- The paper introduces DBGorilla, a benchmark for assessing function calling that translates natural language queries into structured database operations.
- It compares eight LLMs using Exact Match, AST alignment, and preference rankings across simple to complex query tasks.
- Ablation studies reveal that while the tool definition is robust, LLMs struggle with text property filters, highlighting areas for improvement.

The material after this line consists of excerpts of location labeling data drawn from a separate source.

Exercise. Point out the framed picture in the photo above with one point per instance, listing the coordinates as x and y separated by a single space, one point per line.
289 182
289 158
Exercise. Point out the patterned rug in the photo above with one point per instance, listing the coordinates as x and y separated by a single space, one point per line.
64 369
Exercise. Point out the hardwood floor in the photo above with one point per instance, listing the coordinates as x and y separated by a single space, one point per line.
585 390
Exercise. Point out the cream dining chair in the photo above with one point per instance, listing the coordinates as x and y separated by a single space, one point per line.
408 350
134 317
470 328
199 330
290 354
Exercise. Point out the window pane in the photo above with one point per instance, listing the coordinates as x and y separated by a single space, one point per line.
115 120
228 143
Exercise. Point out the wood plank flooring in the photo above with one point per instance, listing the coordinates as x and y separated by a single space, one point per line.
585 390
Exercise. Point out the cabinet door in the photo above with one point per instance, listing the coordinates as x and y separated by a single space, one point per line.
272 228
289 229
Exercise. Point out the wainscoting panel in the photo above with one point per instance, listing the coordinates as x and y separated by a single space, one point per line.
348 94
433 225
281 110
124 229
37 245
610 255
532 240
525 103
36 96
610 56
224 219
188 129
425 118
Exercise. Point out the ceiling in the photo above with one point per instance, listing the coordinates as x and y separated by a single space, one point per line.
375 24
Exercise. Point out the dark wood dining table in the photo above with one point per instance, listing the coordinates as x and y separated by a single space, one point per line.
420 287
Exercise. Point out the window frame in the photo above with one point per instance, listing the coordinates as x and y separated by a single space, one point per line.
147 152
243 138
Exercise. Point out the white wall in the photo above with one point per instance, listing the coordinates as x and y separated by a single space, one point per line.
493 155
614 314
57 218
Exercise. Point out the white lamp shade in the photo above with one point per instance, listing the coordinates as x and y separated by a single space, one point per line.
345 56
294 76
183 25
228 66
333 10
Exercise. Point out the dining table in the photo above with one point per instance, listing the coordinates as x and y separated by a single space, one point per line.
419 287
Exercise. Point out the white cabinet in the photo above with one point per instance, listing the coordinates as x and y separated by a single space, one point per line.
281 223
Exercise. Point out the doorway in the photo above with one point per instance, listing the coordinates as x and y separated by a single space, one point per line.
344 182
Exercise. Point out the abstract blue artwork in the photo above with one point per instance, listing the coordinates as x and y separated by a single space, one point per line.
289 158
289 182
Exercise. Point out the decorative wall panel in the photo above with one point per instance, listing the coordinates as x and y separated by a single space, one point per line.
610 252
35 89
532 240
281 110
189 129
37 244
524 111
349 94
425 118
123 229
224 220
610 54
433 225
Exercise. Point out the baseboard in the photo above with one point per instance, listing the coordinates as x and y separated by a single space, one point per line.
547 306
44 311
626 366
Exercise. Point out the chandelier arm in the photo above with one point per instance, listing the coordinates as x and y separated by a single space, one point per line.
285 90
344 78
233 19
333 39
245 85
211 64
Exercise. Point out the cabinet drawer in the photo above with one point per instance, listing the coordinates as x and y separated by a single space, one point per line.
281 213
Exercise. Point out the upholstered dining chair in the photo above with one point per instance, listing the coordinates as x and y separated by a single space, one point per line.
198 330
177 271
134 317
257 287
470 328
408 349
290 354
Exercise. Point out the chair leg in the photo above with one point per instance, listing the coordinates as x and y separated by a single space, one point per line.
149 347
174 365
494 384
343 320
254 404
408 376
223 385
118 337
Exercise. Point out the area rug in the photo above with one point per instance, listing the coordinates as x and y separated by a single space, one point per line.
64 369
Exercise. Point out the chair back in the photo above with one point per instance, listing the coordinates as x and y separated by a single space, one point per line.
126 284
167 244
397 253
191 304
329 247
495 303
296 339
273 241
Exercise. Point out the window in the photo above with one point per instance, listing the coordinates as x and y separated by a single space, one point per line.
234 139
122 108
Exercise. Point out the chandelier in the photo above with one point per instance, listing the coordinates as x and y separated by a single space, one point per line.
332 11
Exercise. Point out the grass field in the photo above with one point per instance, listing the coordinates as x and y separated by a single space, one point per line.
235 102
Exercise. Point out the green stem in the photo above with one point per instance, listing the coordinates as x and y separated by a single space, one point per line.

Querying Databases with Function Calling
This paper (2502.00032) introduces DBGorilla, a benchmark for evaluating LLMs in querying databases using Function Calling. It presents a tool definition that unifies data access with search queries and result transformations, evaluating the effectiveness of this approach across multiple LLMs. The study also includes ablation studies to assess the impact of various experimental factors on performance.
DBGorilla Benchmark
The DBGorilla benchmark adapts the Gorilla LLM framework to create synthetic search database schemas and queries. It consists of five use cases, each with three related collections and four properties per collection. This benchmark tests the ability of LLMs to translate natural language commands into query APIs, covering search queries, property filters, aggregations, and grouping operations.
Experimental Setup
The experimental setup involves comparing eight LLMs from five model families, including Claude 3.5 Sonnet, GPT-4o, GPT-4o mini, Gemini 1.5 Pro, Gemini 2.0 Flash experimental, Command R+, Command R7B, and Llama 3.1 8B Instruct. The primary evaluation metric is Exact Match, which assesses if the predicted query from the LLM is identical to the ground truth query. The study also reports Abstract Syntax Tree (AST) alignment scores and LLM-as-Judge preference rankings.
Figure 1: DBGorilla Leaderboard results (last updated January 1st, 2025). The Exact Match and AST Score columns report the respective averages across all tested queries. Query scores are further separated into categories of "Simple", "Moderate", and "Complex" according to how many arguments are used in the ground truth function call with 1, 2, and 3 or more, respectively. Collection routing reports the percentage the predicted query is routed to the correct database collection.
Results and Analysis
Claude 3.5 Sonnet achieves the highest performance with an Exact Match score of 74.3%, followed by GPT-4o mini at 73.7%, GPT-4o at 71.8%, and Gemini 1.5 Pro at 70.2%. The results are broken down by API component, revealing that LLMs are highly effective at utilizing operators on boolean-valued properties but struggle with text property filters. The study also visualizes performance across synthetic use cases, showing robust results with higher-performing models like GPT-4o, but significant performance variance with lower-performing models.
Figure 2: An illustration of a natural language command, How many menu items are priced under 20?, translated to Function Calling arguments for database querying.
Ablation Studies
The paper includes ablation studies exploring the impact of parallel tool calling, adding a rationale as an argument of the tool call, using a separate tool per database collection, and tool calling with structured outputs. The results show minimal performance variance across these ablation experiments with GPT-4o, indicating that the tool definition is robust across different configurations.
Figure 3: An illustration of the Function Calling loop. Beginning with the user's input prompt, the LLM then enters a loop where it can either choose to call one or multiple functions, or return a response to the user. If a function is called, the function is executed, the response is sent back to the LLM, and the Function Calling loop continues.
Implications and Future Directions
The findings suggest that Function Calling is an effective interface for enabling LLMs to query databases. The DBGorilla benchmark provides a valuable resource for future research in this area, with potential expansions to include more complex schemas, diverse property distributions, and explicit relationships between collections. Future work could also explore the integration of other tools, such as web search and data visualization, to create more sophisticated Compound AI Systems. Techniques such as Reflexion prompting [15] and DSPy Assertions could be used to refine queries based on validation or user feedback.
Conclusion
This paper demonstrates the effectiveness of Function Calling for enabling natural language database access. The DBGorilla benchmark and the comprehensive evaluation of multiple LLMs provide valuable insights into the capabilities and limitations of current models in translating natural language to structured database operations. The research contributes to the development of more intuitive and efficient interfaces for querying databases with LLMs.